La alegría de la luz de la fe que llevamos con nosotros

Esdras, 1, 1-6; Sal. 125; Lc. 8, 16-18
¿Para qué queremos una lámpara si no queremos que ilumine? La luz no es un adorno sino una necesidad vital. No tiene sentido que tengamos una luz y la ocultemos, porque quizá no queremos que otros se aprovechen de esa luz; es como si tuviéramos conocimiento de cosas importantes y no queremos compartirlos porque los queremos para nosotros mismos de forma egoísta. La lámpara de luz no es para tenerla apagada y oculta sino para hacer que esa luz ilumine a todos, nos ilumine a nosotros pero también nos valga para iluminar a los demás.

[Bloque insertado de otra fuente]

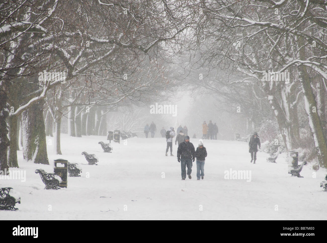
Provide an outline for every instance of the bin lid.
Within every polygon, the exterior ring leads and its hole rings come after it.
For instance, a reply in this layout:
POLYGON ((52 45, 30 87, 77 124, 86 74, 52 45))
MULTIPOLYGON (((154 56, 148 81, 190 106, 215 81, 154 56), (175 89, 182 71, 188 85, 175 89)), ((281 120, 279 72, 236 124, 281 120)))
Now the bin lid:
POLYGON ((56 162, 68 162, 68 160, 66 160, 66 159, 55 159, 54 161, 56 162))

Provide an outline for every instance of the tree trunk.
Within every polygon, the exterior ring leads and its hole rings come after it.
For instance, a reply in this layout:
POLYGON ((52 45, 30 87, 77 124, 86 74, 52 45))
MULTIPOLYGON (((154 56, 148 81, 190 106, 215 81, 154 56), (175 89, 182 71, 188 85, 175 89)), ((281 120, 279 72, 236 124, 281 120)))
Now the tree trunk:
POLYGON ((17 130, 16 134, 17 137, 16 138, 16 148, 17 150, 19 151, 19 133, 20 132, 20 116, 18 116, 17 119, 17 130))
POLYGON ((56 116, 56 131, 55 132, 55 152, 56 154, 62 154, 60 149, 60 127, 61 125, 61 114, 56 111, 58 114, 56 116))
POLYGON ((76 106, 75 107, 75 110, 74 111, 75 134, 76 137, 78 138, 82 137, 81 124, 81 112, 79 114, 78 114, 78 112, 80 111, 80 109, 78 106, 76 106))
POLYGON ((75 105, 68 108, 70 110, 68 112, 68 136, 76 137, 75 133, 75 105))
POLYGON ((19 168, 17 160, 17 117, 12 116, 8 118, 9 125, 9 150, 8 163, 9 167, 19 168))
POLYGON ((52 117, 51 112, 48 110, 47 111, 45 115, 45 135, 53 137, 52 134, 52 117))
POLYGON ((100 127, 100 123, 101 122, 101 109, 98 107, 96 107, 95 110, 95 125, 94 128, 94 135, 97 136, 100 135, 99 133, 99 128, 100 127))
POLYGON ((5 80, 0 82, 0 171, 3 173, 4 172, 5 169, 8 172, 9 168, 7 158, 9 140, 7 136, 8 131, 7 119, 9 115, 10 109, 8 105, 8 97, 6 93, 9 85, 6 82, 5 80))
POLYGON ((40 101, 22 113, 23 156, 27 161, 49 164, 42 112, 44 103, 40 101))
POLYGON ((88 112, 85 112, 84 110, 82 111, 81 114, 81 128, 82 131, 82 135, 86 135, 86 120, 87 119, 88 112))
POLYGON ((94 135, 95 125, 95 107, 90 107, 86 120, 86 135, 94 135))
POLYGON ((99 136, 107 136, 107 114, 101 115, 98 132, 99 136))
MULTIPOLYGON (((303 39, 301 37, 299 37, 299 45, 302 45, 304 43, 303 39)), ((303 59, 305 57, 304 52, 303 48, 300 49, 299 52, 300 58, 303 59)), ((305 59, 303 59, 302 60, 305 59)), ((301 65, 298 68, 300 82, 302 85, 303 94, 304 96, 305 111, 308 115, 311 135, 313 137, 315 145, 318 154, 319 164, 320 166, 327 168, 327 143, 321 122, 318 112, 318 108, 316 97, 311 85, 311 79, 308 74, 306 67, 303 65, 301 65)))

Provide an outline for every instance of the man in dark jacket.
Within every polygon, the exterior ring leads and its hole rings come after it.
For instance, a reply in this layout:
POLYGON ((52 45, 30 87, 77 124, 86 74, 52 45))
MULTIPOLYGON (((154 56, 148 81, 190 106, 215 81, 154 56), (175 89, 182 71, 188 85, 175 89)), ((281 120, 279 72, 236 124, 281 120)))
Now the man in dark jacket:
POLYGON ((255 132, 253 135, 250 139, 250 141, 249 142, 249 152, 251 153, 251 162, 253 161, 253 163, 255 163, 255 160, 257 160, 257 152, 258 152, 257 145, 259 146, 259 149, 261 147, 260 143, 260 139, 259 138, 258 134, 255 132))
POLYGON ((163 138, 164 138, 166 132, 167 131, 164 129, 164 127, 163 127, 163 129, 160 130, 160 134, 161 134, 161 137, 163 138))
POLYGON ((197 158, 197 178, 200 179, 201 171, 201 176, 203 179, 204 176, 204 161, 207 157, 207 150, 203 147, 203 143, 200 141, 199 143, 199 146, 197 148, 195 151, 195 158, 197 158))
POLYGON ((149 124, 147 124, 144 127, 144 133, 145 133, 145 137, 147 138, 147 135, 149 133, 149 130, 150 129, 150 127, 149 124))
POLYGON ((209 124, 208 124, 208 139, 209 139, 209 136, 210 136, 210 139, 212 140, 213 139, 213 137, 214 136, 214 133, 215 130, 215 126, 212 122, 211 122, 211 121, 209 121, 209 124))
POLYGON ((157 127, 156 124, 152 122, 151 122, 151 124, 150 125, 150 132, 151 133, 151 137, 154 137, 154 133, 157 132, 157 127))
POLYGON ((195 160, 195 149, 193 144, 190 142, 190 137, 185 136, 184 141, 180 144, 177 149, 177 160, 181 162, 182 179, 186 178, 186 166, 187 167, 187 175, 191 179, 192 161, 195 160))
POLYGON ((181 130, 178 134, 177 134, 177 136, 176 136, 176 139, 175 140, 175 145, 176 145, 177 142, 178 142, 178 145, 179 145, 180 143, 184 142, 185 138, 185 135, 184 135, 184 133, 181 130))

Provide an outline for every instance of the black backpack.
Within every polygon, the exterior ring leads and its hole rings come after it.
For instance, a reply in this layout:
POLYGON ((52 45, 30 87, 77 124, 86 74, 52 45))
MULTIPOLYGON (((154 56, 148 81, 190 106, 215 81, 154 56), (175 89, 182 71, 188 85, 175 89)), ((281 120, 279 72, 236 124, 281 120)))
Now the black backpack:
POLYGON ((168 130, 166 132, 166 139, 168 139, 170 137, 170 131, 168 130))

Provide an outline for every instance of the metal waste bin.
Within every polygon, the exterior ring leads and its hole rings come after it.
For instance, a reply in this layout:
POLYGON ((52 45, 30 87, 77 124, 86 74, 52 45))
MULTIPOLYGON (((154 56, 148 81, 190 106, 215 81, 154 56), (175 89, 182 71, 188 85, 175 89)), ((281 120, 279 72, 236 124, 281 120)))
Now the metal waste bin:
POLYGON ((119 130, 113 130, 113 141, 120 143, 120 131, 119 130))
POLYGON ((68 169, 68 160, 62 159, 55 159, 55 174, 60 177, 62 180, 58 185, 60 187, 67 188, 67 173, 68 169))
POLYGON ((109 140, 110 143, 111 143, 111 140, 113 140, 113 132, 110 131, 107 133, 107 140, 109 140))
POLYGON ((299 167, 299 152, 290 151, 288 152, 288 171, 297 169, 299 167))

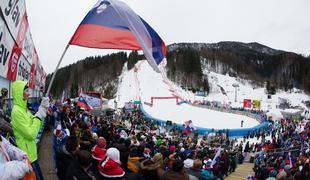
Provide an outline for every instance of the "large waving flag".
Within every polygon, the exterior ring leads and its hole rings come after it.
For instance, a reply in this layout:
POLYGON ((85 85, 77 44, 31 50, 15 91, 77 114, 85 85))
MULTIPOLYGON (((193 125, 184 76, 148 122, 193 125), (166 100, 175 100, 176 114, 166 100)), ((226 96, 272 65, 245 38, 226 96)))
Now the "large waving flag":
POLYGON ((151 67, 160 72, 165 43, 129 6, 118 0, 99 0, 83 19, 70 45, 101 49, 143 50, 151 67))

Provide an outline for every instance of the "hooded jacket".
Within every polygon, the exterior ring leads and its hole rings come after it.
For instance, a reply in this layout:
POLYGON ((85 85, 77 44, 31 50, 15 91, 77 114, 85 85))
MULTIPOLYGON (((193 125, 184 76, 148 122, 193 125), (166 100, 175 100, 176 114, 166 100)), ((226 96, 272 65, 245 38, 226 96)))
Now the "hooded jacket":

Pero, me pregunto, ¿no nos puede estar pasando algo así a los cristianos? Tenemos la luz pero no vamos con ella a iluminar a los demás. Estaríamos ocultando esa luz cuando no manifestamos la alegría de tener la luz de la fe en nuestra vida y no la compartimos gozosos con los que nos rodean. Sería algo bien triste una actitud y una postura así. Efectivamente muchas veces no  nos manifestamos gozosos de nuestra fe, orgullosos de nuestra fe, con ganas de trasmitirla a los demás.
Creo que sería algo en lo que deberíamos trabajar más en nuestra propia vida fortaleciendo nuestra fe. Claro, tenemos que sentirnos nosotros iluminados, haber descubierto en esa fe el sentido y el valor de lo que vivimos y de lo que hacemos. Siento lástima cuando veo a personas que se dicen creyentes y hasta religiosos pero que no saben tener alegría en su vida y en su cara siempre están reflejando que no llevaran sino amarguras en su corazón. Algo está fallando en esas personas.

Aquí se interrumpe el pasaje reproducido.